Time! I’m bored sh…tless. Feels like I’ve lost my mojo all year!
The lockdowns have messed with my head. I now don’t have any projects or anything that I feel needs doing. And if they do I take so long doing them it’s scary!
For someone that’s used to running around on all cylinders I’m now pretty much a couch/bed potato.
I have no courses I really want to study. My voluntary work is now one Monday a month cooking at the community kitchen.
That was yesterday. I made 7 boxes of Asian dessert! Helped prep for soup.
My primary job is one day a week. My second job with the cruise ship is on hold indefinitely!

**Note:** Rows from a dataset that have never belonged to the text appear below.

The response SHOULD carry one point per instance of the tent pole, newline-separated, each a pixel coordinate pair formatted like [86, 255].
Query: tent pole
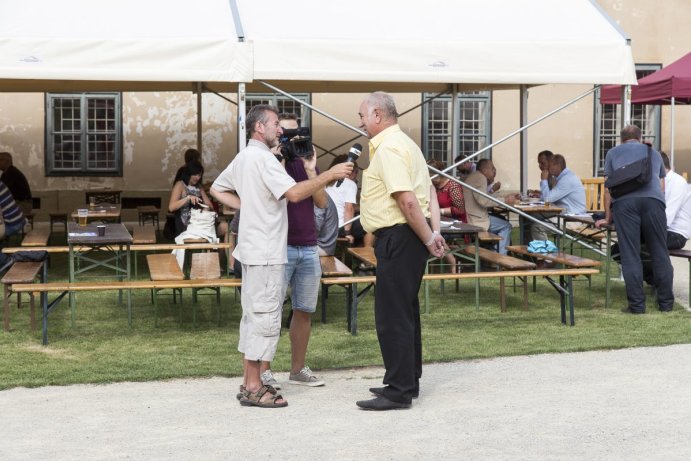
[199, 117]
[455, 126]
[625, 106]
[671, 137]
[311, 107]
[523, 108]
[524, 127]
[242, 129]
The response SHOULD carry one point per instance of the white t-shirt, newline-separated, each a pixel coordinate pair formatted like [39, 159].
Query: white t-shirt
[347, 193]
[260, 181]
[677, 204]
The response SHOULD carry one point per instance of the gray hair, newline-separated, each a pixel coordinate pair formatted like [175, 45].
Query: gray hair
[259, 113]
[630, 132]
[384, 102]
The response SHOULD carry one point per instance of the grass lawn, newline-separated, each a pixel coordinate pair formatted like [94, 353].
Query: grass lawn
[101, 348]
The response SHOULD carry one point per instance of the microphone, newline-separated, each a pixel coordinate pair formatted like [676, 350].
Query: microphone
[353, 155]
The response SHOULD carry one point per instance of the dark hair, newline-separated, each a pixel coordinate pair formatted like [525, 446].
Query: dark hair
[558, 159]
[482, 164]
[191, 169]
[288, 116]
[341, 159]
[665, 160]
[257, 114]
[192, 155]
[546, 153]
[630, 132]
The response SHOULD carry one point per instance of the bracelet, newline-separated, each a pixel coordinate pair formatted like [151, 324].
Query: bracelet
[431, 240]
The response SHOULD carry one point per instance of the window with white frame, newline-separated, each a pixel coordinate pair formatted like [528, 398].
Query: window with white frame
[607, 122]
[474, 130]
[284, 104]
[84, 134]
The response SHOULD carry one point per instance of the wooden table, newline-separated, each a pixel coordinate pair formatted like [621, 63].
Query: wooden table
[538, 210]
[103, 196]
[89, 251]
[457, 233]
[100, 213]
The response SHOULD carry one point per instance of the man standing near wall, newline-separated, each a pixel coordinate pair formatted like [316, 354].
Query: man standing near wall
[640, 213]
[262, 183]
[396, 202]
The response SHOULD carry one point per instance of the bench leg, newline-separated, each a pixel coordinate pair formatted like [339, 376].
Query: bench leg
[353, 311]
[502, 294]
[32, 304]
[6, 305]
[325, 294]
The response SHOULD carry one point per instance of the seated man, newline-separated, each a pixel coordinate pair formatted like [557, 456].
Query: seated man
[568, 193]
[543, 159]
[678, 213]
[16, 182]
[477, 205]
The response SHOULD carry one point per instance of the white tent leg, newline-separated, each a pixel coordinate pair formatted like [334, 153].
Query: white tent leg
[199, 117]
[671, 137]
[242, 129]
[523, 108]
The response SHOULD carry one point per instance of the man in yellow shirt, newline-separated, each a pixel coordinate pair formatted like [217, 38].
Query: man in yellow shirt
[399, 205]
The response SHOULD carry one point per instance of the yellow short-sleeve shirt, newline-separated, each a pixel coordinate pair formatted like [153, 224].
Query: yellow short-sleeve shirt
[396, 165]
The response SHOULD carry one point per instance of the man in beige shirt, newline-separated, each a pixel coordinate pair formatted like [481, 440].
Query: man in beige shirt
[477, 205]
[399, 205]
[262, 184]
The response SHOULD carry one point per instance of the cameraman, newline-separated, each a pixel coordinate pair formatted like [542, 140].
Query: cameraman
[303, 270]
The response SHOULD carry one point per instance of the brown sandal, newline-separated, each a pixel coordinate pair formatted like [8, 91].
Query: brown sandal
[242, 393]
[254, 399]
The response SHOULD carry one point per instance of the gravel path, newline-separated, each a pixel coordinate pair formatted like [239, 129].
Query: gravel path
[624, 404]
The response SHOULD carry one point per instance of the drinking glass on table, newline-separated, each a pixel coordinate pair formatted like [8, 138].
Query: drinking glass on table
[82, 215]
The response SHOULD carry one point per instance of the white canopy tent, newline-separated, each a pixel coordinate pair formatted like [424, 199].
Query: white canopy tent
[424, 46]
[129, 45]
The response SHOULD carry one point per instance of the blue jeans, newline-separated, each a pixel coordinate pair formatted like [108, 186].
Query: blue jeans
[502, 228]
[303, 274]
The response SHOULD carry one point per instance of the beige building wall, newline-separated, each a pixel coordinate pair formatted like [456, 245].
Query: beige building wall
[159, 126]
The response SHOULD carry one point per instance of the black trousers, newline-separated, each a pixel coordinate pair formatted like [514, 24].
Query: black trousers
[401, 259]
[638, 218]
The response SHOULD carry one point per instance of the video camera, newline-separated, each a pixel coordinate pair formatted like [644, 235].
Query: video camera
[296, 143]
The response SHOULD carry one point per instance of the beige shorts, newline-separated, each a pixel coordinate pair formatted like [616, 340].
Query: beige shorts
[262, 302]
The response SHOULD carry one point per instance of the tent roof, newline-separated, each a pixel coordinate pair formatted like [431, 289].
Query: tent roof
[87, 45]
[360, 44]
[659, 87]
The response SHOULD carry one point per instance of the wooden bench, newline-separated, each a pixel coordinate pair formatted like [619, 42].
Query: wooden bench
[20, 272]
[149, 213]
[333, 267]
[504, 263]
[36, 237]
[67, 287]
[681, 253]
[561, 258]
[564, 287]
[141, 236]
[164, 267]
[205, 266]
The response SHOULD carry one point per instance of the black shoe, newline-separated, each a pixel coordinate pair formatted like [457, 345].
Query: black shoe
[380, 391]
[381, 403]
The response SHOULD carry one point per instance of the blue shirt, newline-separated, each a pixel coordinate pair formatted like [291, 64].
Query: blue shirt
[567, 193]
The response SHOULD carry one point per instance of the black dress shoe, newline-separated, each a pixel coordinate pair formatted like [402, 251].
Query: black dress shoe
[381, 403]
[380, 391]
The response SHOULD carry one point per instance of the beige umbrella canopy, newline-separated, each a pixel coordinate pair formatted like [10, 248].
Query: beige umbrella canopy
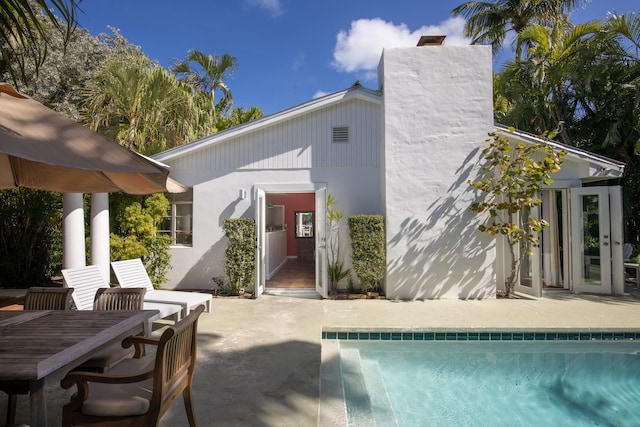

As for my apartment it’s pretty much all set up. I’m sure I can find things to do to it but I’m hesitant just in case I want to sell it.
So it leaves me at a stalemate! Feels like I’m not going anywhere soon!
The reason I’m in an apartment is because it’s safe. The other is less room, less clutter and less bills! And the most important is because I want to travel.
I can lock up and go! No need to worry about mail or rubbish! My mail has been diverted to a PO box. Whenever I’ve got mail they send me an email to remind me to go and collect.
My kids I see twice a week. Just got dinner. They don’t need time for anything.
So then what is there to do except to waste time?
This morning all I’ve managed is 2 loads of clothes. Turned the dehumidifier on to dry out my bedroom. Washed a load of dishes. Wipe my stove! Paid for my salsa class!
I’ve been meaning to sort out stuff but one day just blends into the next.
My thinking lately has been oh well if I can’t finish it today there’s always tomorrow!
I’m off soon to walk into the city. Get my 10,000 steps. Meet the kids for dinner. And that’s another day wasted.